Gänsehaut. Etwas in mir geht sofort in Resonanz. 

Nicht JA sagen im Sinne von ‚annehmen MÜSSEN‘, weil wir ja inzwischen alle wissen, dass annehmen wichtig ist. 
Nicht JA sagen im Sinne von aufgeben, weil es halt nicht zu ändern ist. 
Auch nicht JA sagen und insgeheim hoffen, dass dann alles gut wird… 

Sondern: Den ganzen Widerstand fühlen. Und den Dingen trotzdem in die Augen schauen. Und plötzlich JA sagen WOLLEN. Weil es das eigene Leben ist. 
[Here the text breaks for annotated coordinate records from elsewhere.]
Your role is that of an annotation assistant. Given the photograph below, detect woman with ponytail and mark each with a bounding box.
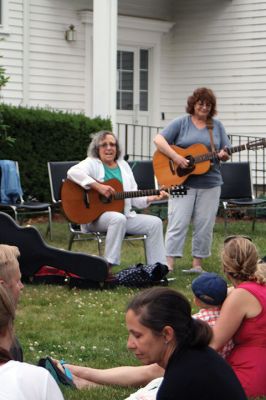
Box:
[0,283,63,400]
[211,236,266,397]
[126,287,246,400]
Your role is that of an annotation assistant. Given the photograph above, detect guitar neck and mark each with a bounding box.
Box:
[194,143,256,163]
[113,189,162,200]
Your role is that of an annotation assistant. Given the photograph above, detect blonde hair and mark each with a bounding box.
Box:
[254,262,266,284]
[0,244,20,283]
[221,236,265,284]
[0,284,16,334]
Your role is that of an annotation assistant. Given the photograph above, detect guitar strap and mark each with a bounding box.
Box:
[206,118,216,164]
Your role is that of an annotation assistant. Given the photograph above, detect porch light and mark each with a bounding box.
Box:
[65,25,77,42]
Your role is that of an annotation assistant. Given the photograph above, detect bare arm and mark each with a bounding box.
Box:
[154,133,189,168]
[66,364,164,387]
[210,288,261,350]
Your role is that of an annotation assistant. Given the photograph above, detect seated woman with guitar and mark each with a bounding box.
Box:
[67,131,167,275]
[154,88,230,273]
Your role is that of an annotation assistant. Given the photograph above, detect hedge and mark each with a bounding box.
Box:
[0,104,112,201]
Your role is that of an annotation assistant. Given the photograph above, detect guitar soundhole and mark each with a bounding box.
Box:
[176,156,196,176]
[99,194,112,204]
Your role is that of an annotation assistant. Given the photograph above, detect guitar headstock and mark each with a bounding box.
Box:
[246,139,266,150]
[168,185,188,197]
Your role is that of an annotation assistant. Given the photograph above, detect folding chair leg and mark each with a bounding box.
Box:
[143,238,147,264]
[252,209,257,232]
[68,232,75,250]
[45,207,53,240]
[96,233,103,257]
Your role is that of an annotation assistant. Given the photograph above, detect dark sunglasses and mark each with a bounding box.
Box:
[99,142,117,149]
[224,235,252,244]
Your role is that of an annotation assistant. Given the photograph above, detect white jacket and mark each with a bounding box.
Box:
[67,157,148,217]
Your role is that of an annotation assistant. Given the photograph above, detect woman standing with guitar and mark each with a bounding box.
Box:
[154,88,230,273]
[67,131,166,276]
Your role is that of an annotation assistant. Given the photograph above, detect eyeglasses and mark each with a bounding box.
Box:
[197,101,212,109]
[224,235,252,244]
[99,142,117,149]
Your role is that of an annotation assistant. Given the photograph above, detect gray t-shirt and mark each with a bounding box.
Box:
[161,115,230,189]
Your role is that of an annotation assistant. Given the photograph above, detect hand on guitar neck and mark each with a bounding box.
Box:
[90,181,115,199]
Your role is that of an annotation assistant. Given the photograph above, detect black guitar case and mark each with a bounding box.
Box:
[0,212,108,282]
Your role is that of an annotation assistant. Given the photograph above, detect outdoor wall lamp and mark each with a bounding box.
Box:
[65,25,77,42]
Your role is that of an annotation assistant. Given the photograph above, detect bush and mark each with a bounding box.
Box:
[0,104,112,201]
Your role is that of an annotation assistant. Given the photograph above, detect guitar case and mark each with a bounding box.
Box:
[0,212,108,283]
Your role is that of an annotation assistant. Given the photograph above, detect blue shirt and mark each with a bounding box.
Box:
[161,115,230,189]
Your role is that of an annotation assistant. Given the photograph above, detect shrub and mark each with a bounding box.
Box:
[0,104,112,201]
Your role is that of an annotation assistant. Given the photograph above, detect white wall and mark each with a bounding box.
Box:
[161,0,266,141]
[0,0,266,142]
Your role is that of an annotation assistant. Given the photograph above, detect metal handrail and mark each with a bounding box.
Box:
[116,123,266,196]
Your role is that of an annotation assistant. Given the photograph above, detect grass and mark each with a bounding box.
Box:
[16,216,266,400]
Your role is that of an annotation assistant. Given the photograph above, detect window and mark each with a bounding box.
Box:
[0,0,8,34]
[139,50,149,111]
[116,51,134,110]
[116,49,149,111]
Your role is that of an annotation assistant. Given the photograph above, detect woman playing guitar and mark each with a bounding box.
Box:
[154,88,230,273]
[67,131,169,278]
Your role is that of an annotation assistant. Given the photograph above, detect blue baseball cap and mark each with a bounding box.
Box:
[191,272,227,306]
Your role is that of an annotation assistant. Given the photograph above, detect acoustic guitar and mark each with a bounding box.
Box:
[61,179,187,224]
[0,212,108,282]
[153,139,266,186]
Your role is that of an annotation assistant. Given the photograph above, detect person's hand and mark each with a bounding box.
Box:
[91,182,115,198]
[147,190,169,203]
[217,148,229,161]
[173,154,189,168]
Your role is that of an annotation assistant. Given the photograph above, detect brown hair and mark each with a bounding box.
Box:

Dann ist das JA ein Startschuss. Für alles, was ist und noch kommt. Denn nur weil wir JA sagen, wird ja nicht alles leicht und einfach... Die Herausforderungen bleiben. Aber uns steht plötzlich unsere ganze Kraft zur Verfügung. Weil wir nicht mehr gegen irgendetwas ankämpfen, sondern mit dem, was ist, eins werden ✨

 

8. Mai 2023

Wenn wir auf unser Leben schauen, finden wir alle Situationen, mit denen wir im Unfrieden sind. 

Dieser Unfrieden hat damit zu tun, dass wir uns in den Gefühlen (Enttäuschung, Verzweiflung, Angst, Wut etc.) und Vorstellungen (es sollte so oder so sein, es wäre besser, wenn ich… etc.) aufhalten, statt mitten im Herz der Wirklichkeit. 

Dort, wo das, was ist, sein darf. 

Dort, wo Ruhe und Frieden sind.

Der einzige Ort, von dem aus echte Veränderung stattfinden kann. Deshalb ist es so wichtig, sich immer wieder mitten ins Herz der Wirklichkeit zu stellen. 

Und das geht über ‚anerkennen, was ist‘, z.B. so:

«Ich habe mich geirrt.»
-  Welche Gefühle tauchen auf? z.B. Scham, Unwohlsein etc. Nimm sie wahr und lasse sie wie eine Welle durch dich durchfliessen. 
- Gibt es Vorstellungen im Zusammenhang mit diesem Satz? z.B. «Sich zu irren, bedeutet, schwach zu sein und Schwäche zeigen ist etwas Schlechtes.» Nimm auch diese Sätze bewusst wahr, ohne dich in ihnen zu verlieren. Un zwar indem du dich immer wieder auf das ausrichtest, was wirklich ist, z.B. die Tatsache, dass du dich geirrt hast. Das ist die Wirklichkeit (vor der wir oft Angst haben, weil sie nicht dem entspricht, was wir uns wünschen und erhoffen…)
- «und gleichzeitig» fungiert als Brücke, um den Widerstand gegen die Wirklichkeit (zu dem, was ist) einzubeziehen: «Ich habe mich geirrt. Das ist mir extrem unangenehm. Ich will das vor mir selbst nicht zugeben. UND GLEICHZEITIG ist es so. Ja, ich habe mich geirrt. Ich kann das kaum aussprechen, ohne dass mir heiss wird. UND GLEICHZEITIG ist es so. Auch wenn mir das nicht gefällt. Ich kann das nicht mehr ändern. Ich kann eigentlich nur dem ins Auge schauen, was ist. Es ist mir immer noch unangenehm. Auch das möchte ich anerkennen. GLEICHZEITG: Es führt kein Weg daran vorbei: Ich habe mich geirrt… Ich merke, dass ich erlauben möchte, dass es so ist, wie es ist. Alles andere ist einfach zu anstrengend. Also: Ich habe mich geirrt. Punkt.» 

Im schönsten Fall spürst du am Ende dieses Prozesses Erleichterung, weil sein darf, wogegen du dich die ganze Zeit gewehrt hast. Du spürst Ruhe. Und Kraft. Erst jetzt macht es Sinn, dir zu überlegen, ob es irgendetwas zu tun gibt oder nicht.